To give you an example of how much out there is to be found and how much we're counting on in
the coming year, our task force just with one foray -- not a nationwide investigation of this as yet
-- has found that in one program, 8,500 recipients of benefits are still receiving those benefits, and
they have been dead an average of 7 years. That's why the other part of our program, which you
can call the fourth point I proposed the other night, which is the federalism program to get
government in at least 40-odd programs back into the hands of local and State governments
where it can be run properly by people closest to the scene and not mismanaged by the Federal
Government.
I've talked longer than I intended to, but I'm just going to say one more thing. A lot of the
demagoguery you will hear will be about the fact of the defense budget, and if anything has to be
cut, why don't we cut that? We don't cut it because that's what's been going on for the last several
years, and it will take us until the middle of the 1980's before we can even begin to come close to
equating what the Soviet Union has built up to threaten us with.
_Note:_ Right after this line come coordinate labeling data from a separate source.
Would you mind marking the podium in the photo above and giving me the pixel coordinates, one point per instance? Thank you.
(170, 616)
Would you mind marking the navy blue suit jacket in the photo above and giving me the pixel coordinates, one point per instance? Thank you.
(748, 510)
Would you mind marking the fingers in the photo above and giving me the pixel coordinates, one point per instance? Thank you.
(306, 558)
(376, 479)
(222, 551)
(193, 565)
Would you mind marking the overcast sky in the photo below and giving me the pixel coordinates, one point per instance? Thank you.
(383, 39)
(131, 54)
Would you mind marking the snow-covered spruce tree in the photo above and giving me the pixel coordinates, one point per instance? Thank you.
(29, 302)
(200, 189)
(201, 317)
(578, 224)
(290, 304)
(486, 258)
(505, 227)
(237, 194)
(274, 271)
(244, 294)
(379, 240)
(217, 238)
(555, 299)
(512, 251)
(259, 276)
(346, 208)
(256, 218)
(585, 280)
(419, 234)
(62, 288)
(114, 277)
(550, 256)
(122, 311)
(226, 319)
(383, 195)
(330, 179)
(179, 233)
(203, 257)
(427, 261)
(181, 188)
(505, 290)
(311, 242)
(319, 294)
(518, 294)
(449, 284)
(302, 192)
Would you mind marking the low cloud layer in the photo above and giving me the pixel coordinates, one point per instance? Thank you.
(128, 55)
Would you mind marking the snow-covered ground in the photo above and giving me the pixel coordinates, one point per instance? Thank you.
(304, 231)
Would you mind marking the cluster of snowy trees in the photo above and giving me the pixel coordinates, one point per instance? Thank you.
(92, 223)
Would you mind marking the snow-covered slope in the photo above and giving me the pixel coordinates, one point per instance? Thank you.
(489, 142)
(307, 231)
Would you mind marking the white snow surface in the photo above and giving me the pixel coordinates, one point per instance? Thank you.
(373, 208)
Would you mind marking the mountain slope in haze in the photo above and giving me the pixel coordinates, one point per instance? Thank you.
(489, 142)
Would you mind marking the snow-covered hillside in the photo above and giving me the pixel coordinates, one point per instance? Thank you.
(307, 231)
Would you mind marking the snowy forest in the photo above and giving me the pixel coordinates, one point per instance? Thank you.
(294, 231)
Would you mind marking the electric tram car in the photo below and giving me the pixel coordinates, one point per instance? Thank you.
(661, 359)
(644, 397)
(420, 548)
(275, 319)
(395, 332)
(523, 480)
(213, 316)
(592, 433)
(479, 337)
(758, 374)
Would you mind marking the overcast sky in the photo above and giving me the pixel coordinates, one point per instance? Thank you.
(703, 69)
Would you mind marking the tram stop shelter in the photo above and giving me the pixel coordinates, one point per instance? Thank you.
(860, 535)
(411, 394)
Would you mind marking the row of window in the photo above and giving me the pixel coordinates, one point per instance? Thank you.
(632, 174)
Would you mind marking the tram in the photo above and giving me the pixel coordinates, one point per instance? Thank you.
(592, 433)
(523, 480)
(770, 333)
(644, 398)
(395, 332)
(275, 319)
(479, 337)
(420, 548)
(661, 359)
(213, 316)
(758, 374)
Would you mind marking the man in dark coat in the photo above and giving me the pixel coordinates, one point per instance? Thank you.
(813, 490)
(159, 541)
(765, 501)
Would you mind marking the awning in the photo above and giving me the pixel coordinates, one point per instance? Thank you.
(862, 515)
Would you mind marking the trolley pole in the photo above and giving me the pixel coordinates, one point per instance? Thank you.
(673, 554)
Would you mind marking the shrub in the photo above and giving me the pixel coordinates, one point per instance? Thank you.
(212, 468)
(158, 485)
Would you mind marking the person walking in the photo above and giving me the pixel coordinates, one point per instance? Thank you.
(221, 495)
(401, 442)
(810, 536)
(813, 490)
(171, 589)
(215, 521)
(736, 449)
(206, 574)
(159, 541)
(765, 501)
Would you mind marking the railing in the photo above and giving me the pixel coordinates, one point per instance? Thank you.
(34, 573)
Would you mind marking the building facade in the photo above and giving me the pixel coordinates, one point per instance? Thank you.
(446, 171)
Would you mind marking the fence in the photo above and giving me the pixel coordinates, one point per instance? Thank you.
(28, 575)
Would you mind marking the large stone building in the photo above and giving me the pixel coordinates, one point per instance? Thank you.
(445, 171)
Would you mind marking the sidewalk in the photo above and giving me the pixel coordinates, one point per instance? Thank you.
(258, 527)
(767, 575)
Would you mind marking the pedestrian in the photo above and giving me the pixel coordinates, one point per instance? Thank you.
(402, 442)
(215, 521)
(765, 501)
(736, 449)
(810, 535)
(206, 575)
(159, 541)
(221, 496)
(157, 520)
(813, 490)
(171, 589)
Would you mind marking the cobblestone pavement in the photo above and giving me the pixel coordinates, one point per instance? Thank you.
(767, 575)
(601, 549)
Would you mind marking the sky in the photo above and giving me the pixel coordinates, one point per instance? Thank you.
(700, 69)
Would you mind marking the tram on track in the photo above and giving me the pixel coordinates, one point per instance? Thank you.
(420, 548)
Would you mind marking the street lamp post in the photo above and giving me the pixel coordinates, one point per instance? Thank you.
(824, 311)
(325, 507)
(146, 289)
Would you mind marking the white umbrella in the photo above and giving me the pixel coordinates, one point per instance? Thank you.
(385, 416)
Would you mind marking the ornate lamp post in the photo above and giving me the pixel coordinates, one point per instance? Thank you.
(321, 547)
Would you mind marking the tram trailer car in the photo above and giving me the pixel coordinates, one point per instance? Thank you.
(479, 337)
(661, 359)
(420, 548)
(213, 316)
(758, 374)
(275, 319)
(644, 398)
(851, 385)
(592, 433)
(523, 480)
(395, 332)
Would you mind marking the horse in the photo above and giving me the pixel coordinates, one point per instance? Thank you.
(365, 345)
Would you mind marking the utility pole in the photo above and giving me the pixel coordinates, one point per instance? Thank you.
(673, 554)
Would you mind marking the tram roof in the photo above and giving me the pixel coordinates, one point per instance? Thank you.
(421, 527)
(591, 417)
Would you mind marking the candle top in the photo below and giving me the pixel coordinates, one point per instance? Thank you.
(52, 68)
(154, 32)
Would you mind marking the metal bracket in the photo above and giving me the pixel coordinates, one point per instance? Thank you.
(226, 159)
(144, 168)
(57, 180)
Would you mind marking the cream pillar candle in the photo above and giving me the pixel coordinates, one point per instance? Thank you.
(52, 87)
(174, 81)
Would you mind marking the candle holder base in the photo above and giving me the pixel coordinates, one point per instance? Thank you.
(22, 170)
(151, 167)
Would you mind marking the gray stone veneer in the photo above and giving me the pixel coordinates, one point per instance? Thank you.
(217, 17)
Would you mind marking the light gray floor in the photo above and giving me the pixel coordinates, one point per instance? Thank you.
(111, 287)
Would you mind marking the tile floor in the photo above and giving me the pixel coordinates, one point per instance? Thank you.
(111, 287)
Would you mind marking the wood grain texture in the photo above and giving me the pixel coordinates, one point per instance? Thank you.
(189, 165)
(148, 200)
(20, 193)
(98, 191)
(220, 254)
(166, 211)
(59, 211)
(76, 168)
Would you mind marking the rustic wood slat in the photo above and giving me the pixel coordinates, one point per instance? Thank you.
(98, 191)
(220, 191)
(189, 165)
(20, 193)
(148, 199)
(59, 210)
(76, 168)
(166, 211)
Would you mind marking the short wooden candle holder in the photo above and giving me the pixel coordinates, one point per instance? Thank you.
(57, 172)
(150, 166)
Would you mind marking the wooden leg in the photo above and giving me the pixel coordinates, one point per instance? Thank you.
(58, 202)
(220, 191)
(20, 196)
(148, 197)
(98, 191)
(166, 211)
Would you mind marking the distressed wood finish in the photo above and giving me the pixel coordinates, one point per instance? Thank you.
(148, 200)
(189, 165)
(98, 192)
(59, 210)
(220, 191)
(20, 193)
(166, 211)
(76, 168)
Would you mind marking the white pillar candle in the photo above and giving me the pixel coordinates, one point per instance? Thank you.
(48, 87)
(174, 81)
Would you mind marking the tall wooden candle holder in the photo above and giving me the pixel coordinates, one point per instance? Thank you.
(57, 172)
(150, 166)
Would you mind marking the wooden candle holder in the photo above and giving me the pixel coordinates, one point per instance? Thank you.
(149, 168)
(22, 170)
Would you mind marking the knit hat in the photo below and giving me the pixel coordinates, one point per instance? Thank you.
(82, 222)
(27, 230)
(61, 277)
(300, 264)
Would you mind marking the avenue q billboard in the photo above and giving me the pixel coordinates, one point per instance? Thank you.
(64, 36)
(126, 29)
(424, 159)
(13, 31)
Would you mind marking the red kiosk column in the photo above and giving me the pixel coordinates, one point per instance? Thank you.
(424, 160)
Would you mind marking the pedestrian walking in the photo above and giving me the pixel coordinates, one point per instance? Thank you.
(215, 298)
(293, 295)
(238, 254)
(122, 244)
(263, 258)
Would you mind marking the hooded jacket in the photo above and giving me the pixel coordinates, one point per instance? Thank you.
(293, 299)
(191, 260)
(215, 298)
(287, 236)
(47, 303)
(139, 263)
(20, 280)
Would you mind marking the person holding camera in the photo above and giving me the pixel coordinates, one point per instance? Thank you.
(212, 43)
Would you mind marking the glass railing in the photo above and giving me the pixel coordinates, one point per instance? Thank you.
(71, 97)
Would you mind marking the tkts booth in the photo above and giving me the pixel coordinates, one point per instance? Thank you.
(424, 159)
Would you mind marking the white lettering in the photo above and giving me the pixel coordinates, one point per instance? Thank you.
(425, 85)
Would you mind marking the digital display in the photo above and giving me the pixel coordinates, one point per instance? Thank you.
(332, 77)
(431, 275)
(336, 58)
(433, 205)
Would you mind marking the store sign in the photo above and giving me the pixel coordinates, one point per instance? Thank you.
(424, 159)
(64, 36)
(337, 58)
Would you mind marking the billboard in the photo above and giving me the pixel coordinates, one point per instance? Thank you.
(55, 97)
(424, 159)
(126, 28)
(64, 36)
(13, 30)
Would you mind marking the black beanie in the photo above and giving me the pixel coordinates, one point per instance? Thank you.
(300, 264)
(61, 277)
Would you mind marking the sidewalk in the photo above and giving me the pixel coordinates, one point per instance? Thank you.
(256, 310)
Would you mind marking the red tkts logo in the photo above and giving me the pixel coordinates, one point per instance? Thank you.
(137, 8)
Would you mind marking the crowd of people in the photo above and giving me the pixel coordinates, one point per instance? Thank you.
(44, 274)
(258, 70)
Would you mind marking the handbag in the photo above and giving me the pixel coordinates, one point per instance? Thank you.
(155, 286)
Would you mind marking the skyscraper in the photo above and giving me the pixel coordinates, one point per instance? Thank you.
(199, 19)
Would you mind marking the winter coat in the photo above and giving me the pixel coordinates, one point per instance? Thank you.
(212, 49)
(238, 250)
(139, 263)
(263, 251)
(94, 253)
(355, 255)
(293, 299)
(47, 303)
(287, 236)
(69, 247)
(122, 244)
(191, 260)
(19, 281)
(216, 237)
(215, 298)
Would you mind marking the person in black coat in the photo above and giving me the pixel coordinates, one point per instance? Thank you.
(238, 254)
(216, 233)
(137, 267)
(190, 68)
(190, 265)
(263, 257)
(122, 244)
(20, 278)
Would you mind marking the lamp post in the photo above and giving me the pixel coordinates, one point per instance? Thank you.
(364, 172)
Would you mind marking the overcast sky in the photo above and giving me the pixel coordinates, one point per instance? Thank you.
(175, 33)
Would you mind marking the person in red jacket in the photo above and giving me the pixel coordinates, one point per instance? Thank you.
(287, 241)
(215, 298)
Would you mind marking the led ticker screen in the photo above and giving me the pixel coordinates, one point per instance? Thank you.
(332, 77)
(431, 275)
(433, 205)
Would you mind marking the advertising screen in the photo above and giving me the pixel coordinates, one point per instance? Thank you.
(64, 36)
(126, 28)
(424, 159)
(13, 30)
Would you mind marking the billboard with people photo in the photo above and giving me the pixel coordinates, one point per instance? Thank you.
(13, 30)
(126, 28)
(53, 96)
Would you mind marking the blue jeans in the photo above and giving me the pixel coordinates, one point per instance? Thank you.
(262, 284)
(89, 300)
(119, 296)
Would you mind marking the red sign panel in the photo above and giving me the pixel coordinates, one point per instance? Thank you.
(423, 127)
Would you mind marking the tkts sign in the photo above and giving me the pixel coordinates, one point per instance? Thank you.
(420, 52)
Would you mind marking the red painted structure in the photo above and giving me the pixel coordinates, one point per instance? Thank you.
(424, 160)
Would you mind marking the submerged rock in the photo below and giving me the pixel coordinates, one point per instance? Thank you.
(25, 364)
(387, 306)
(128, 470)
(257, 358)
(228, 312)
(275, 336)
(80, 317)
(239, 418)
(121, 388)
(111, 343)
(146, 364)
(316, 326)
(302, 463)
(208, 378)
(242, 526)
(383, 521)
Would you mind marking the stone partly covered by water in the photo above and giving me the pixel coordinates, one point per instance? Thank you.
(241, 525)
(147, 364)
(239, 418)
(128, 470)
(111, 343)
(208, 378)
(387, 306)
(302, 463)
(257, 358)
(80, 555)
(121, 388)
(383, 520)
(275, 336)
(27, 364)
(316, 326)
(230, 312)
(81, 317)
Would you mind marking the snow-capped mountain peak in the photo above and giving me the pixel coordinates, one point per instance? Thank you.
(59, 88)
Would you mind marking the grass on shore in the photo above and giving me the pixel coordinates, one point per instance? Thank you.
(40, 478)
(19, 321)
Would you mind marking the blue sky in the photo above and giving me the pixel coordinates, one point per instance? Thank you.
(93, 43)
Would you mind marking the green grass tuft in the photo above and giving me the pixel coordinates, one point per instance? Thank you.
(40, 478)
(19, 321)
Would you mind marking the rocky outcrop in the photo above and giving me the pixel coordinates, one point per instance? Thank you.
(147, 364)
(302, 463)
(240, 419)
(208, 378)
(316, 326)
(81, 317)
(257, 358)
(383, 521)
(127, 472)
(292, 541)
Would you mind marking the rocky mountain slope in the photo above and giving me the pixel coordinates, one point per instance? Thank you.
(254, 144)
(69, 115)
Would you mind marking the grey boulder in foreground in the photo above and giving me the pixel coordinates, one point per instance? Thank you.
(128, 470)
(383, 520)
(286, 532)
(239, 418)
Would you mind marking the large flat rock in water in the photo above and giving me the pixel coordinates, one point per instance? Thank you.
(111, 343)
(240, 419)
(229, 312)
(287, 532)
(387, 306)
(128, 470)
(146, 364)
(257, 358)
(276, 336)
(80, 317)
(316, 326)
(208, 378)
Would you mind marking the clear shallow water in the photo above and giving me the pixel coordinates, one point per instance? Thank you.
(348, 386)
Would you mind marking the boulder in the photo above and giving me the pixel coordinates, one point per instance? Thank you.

It is absolutely necessary that we restore that capacity to defend ourselves. And when I look at
these young people down here -- and I'm so happy to see them here and to participate -- I just
want to tell you one thing. When we build up our national defenses, it isn't with the idea that some
day you're going to go fight a war. The idea in building them up is that we will be so strong that
no other generation of young Americans will have to bleed their lives into foreign battlefields or
beachheads someplace out in the oceans.
I promise you one more thing -- that as we build up our national defense, our national security,
we will not stop or let up one minute with getting those other fellows across the table from us and
now talking legitimate arms reductions.
Well, that's all, except to tell you, you just confirm everything that Dave and I and the others there
believe. You have to get about 50 miles, at least, away from the Potomac River and the District to
get back to the real world.
God bless you. Thank you very much.
Note: The President spoke at 5:40 p.m. in the Celebrity Room at the Carleton Dinner Theater.
Prior to speaking at the rally, the President attended a Durenberger for Senate reception, which
was also held at the dinner theater.